I wasn't sure what to expect when I got this book, bit I thoroughly enjoyed it! The author clearly has a passion for apples, and it shows throughout this read. I consider this part instructive and part reference as the author describes the origin of apples, how to plant them, the many varieties and nuances of each, and the steps to prune and support them during their growth. For anyone interested in learning more about apples or planting them, I highly recommend this book!
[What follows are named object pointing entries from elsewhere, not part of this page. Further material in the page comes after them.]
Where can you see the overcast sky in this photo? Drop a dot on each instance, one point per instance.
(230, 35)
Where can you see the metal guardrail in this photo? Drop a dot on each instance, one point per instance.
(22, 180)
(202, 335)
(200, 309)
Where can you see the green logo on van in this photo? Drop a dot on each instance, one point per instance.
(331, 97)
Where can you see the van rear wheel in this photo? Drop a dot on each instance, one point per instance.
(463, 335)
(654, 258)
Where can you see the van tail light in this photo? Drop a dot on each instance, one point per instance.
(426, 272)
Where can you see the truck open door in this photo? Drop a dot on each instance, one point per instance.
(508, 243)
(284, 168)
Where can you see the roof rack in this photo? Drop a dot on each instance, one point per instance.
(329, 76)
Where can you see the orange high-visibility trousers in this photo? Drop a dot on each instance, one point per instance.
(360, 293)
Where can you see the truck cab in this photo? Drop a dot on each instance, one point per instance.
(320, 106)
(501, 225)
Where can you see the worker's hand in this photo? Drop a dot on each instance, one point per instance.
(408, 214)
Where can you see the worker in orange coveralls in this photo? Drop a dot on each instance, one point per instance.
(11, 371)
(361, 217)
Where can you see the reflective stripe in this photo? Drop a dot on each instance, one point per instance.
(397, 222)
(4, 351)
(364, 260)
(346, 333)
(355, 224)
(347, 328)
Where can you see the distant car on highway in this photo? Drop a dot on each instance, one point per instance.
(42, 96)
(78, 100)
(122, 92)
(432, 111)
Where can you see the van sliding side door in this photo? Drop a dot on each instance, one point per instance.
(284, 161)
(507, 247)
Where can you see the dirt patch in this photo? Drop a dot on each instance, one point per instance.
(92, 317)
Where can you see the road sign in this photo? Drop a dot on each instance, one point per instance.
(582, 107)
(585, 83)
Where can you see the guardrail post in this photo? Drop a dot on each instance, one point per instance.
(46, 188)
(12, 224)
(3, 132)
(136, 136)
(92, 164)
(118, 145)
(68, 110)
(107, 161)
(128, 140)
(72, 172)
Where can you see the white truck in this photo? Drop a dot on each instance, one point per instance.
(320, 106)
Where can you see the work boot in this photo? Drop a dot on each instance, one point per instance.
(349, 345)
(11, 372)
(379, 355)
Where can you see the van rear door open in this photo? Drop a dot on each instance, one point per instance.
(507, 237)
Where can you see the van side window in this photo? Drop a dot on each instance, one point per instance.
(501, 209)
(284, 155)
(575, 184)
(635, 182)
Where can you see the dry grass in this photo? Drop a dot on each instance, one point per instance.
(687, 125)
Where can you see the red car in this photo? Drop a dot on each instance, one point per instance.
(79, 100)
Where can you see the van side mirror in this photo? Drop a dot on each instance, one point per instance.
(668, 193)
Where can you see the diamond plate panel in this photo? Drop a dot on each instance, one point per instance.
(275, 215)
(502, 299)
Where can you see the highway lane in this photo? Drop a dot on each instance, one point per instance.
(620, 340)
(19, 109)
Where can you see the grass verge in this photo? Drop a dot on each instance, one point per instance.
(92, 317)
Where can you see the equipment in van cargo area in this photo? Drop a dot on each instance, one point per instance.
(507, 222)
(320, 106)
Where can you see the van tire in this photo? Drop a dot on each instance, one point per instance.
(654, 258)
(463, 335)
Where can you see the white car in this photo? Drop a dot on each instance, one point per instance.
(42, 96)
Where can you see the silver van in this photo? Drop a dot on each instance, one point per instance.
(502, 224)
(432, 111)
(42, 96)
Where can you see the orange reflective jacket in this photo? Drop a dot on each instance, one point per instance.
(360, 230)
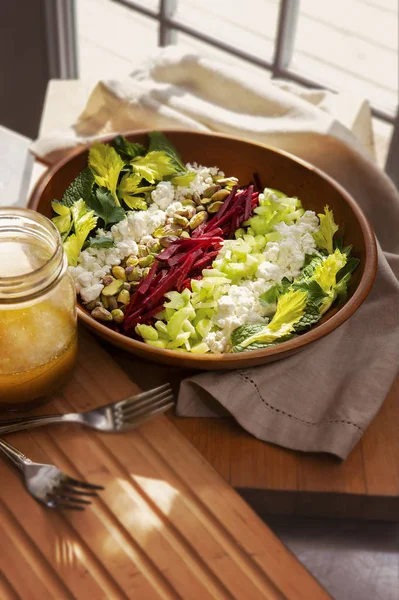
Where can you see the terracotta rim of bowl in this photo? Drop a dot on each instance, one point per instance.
(342, 314)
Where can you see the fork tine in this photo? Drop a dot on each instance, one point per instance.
(68, 507)
(82, 484)
(79, 492)
(129, 422)
(143, 409)
(146, 403)
(59, 497)
(144, 395)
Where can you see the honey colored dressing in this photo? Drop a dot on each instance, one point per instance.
(38, 341)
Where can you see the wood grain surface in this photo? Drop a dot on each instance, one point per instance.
(281, 171)
(280, 481)
(166, 526)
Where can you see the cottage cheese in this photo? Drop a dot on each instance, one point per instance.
(163, 195)
(289, 253)
(241, 304)
(201, 181)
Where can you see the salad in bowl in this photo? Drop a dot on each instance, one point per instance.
(185, 257)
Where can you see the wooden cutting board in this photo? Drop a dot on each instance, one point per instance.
(167, 525)
(280, 481)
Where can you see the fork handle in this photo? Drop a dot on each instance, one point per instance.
(22, 423)
(19, 459)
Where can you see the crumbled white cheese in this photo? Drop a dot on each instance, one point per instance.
(92, 292)
(240, 306)
(163, 195)
(268, 271)
(172, 208)
(201, 181)
(296, 242)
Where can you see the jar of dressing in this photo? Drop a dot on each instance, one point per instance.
(38, 327)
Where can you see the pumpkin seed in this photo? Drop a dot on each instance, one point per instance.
(119, 273)
(210, 191)
(220, 196)
(146, 261)
(113, 288)
(198, 219)
(214, 207)
(167, 240)
(179, 220)
(132, 261)
(117, 315)
(101, 314)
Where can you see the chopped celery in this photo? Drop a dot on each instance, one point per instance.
(156, 343)
(175, 323)
(147, 332)
(200, 348)
(160, 326)
(179, 340)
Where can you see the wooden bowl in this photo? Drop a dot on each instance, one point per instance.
(276, 169)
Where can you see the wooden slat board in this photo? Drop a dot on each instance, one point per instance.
(280, 481)
(166, 526)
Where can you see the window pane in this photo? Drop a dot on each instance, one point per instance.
(249, 25)
(350, 46)
(112, 39)
(190, 43)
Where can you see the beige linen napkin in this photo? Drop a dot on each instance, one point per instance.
(323, 398)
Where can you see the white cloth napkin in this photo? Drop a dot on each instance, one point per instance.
(322, 398)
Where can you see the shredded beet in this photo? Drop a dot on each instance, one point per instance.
(258, 182)
(187, 257)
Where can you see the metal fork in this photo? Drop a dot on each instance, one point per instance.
(118, 416)
(49, 485)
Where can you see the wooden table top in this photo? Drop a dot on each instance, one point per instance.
(166, 525)
(280, 481)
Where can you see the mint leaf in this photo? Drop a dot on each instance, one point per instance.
(245, 331)
(127, 150)
(349, 267)
(312, 261)
(80, 188)
(103, 204)
(310, 318)
(183, 179)
(100, 242)
(159, 141)
(315, 293)
(341, 289)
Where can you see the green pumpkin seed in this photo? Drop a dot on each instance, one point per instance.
(198, 219)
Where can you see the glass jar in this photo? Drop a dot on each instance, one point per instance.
(38, 327)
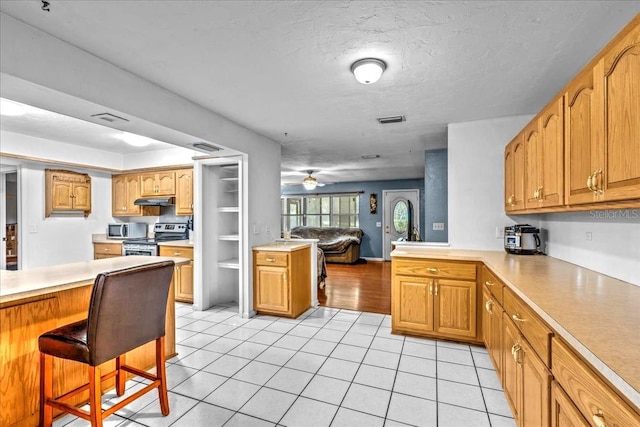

This is such an interesting book! I loved reading about the interesting history, from the photos and descriptions of tons of nearly-lost, rare, heirloom variety apples, to the tales of how they were discovered (some centuries ago), then lost, then found again. Burford's personal tales from his life in a family growing apple orchards for generations add wonderful color to the book, and his passion and knowledge come across on every page.